-
Notifications
You must be signed in to change notification settings - Fork 379
Description
Problem Description
In certain cases, it is possible to have a schema in which a column is both (a) a primary key of the table, and (b) a foreign key linking to a different table at the same time. This generally happens when there is a "0 or 1" linkage between two tables.
For example, consider a table Users that contains all users of a service:
User ID | Date Joined | Subscription Type |
---|---|---|
id_03234 | June 2, 2024 | Normal |
id_93813 | Apr 4, 2023 | Normal |
id_9192 | Dec 7, 2024 | Premium |
... | ... | ... |
Then consider another table Survey Responses that contains optional survey responses submitted by those users. Not all users filled out the survey, and the ones who did could only submit it 1 time.

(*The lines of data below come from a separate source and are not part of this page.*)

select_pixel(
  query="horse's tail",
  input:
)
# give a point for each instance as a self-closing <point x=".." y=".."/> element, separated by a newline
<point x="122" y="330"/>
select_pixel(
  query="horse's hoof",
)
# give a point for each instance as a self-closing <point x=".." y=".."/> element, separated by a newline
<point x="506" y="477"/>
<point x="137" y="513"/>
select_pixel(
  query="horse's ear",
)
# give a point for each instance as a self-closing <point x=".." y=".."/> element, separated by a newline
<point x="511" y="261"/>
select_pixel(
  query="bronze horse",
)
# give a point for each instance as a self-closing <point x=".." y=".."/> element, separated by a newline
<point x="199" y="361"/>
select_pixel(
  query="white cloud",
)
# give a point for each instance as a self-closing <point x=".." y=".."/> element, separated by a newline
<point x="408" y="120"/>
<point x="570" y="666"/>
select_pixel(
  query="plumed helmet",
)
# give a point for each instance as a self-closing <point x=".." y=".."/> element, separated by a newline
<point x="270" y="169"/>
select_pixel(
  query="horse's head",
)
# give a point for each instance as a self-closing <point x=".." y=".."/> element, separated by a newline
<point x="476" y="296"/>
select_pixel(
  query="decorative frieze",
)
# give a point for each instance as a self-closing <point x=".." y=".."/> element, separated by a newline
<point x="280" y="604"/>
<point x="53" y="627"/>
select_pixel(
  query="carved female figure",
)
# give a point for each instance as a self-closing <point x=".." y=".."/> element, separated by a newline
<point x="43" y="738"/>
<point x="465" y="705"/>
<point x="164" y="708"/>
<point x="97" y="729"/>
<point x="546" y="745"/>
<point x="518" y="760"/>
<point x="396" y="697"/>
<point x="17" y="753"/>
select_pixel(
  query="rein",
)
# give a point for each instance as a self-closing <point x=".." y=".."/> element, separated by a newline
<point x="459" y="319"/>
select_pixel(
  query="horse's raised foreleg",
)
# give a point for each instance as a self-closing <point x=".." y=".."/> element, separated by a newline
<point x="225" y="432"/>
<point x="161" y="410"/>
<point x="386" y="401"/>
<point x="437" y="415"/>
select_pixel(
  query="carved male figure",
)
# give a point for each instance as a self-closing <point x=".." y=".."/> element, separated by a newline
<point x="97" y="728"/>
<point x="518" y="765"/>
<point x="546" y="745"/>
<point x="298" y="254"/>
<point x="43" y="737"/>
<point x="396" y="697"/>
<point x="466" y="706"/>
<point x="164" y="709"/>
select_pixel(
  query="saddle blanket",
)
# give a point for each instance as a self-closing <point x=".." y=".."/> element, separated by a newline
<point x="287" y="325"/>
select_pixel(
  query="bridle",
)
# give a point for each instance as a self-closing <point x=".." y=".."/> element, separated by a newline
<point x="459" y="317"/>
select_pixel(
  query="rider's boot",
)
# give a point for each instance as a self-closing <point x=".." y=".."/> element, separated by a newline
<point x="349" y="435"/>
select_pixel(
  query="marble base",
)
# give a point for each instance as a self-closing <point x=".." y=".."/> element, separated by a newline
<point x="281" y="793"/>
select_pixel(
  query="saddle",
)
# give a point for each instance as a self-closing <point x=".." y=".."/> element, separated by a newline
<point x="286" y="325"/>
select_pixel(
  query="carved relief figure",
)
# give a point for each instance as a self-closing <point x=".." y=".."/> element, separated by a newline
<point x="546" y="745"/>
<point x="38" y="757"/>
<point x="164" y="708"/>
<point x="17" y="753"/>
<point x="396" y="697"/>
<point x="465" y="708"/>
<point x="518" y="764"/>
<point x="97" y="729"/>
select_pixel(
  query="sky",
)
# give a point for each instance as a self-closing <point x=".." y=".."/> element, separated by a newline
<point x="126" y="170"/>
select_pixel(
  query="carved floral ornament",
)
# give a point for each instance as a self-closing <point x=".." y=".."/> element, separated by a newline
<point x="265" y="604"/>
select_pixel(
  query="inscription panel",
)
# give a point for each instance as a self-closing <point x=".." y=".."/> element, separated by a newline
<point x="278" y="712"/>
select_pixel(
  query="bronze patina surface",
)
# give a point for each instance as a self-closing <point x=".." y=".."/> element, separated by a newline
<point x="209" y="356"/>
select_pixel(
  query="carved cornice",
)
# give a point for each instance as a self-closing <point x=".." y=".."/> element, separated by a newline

User ID | Age | Satisfaction |
---|---|---|
id_03234 | 43 | Very Satisfied |
id_9192 | 23 | Slightly Satisfied |
In this sense, the Users the Survey Responses have a "0 or 1" mapping.
In this schema, the Survey Responses.User ID
column is special:
- It is the primary key of the Survey Responses table, as it is uniquely identifying each response
- It is also the foreign key into
Users.User ID
because it is referring to the same concept of a user
However, the metadata definition won't currently allow me to specify the column as both a primary and foreign key. The metadata validation fails:
InvalidMetadataError: The metadata is not valid
Relationships:
Invalid relationship between table 'Users' and table 'Survey Responses'. A relationship must connect a primary key with a non-primary key.
Expected behavior
I expect that I should be able to add such a relationship to my metadata and that the synthesizers would create valid synthetic data ensuring that:
- The values in the column are all unique (because it's a primary key) and
- The values in the column are referencing values in the parent table's primary key too (because it's a foreign key)
Workaround
The simple workaround for anyone running into this is: Only supply the foreign key designation in the metadata for now (and leave out the primary key designation).
In this example: Do not designate that Survey Responses.User ID
is a primary key, but do designate it as a foreign key into Users.User ID
.
This will create fully valid synthetic data that contains fully unique values for Survey Responses.User ID
. Even though it's not designated as a primary key, all SDV synthesizers respect the cardinality logic so the synthetic data will be valid.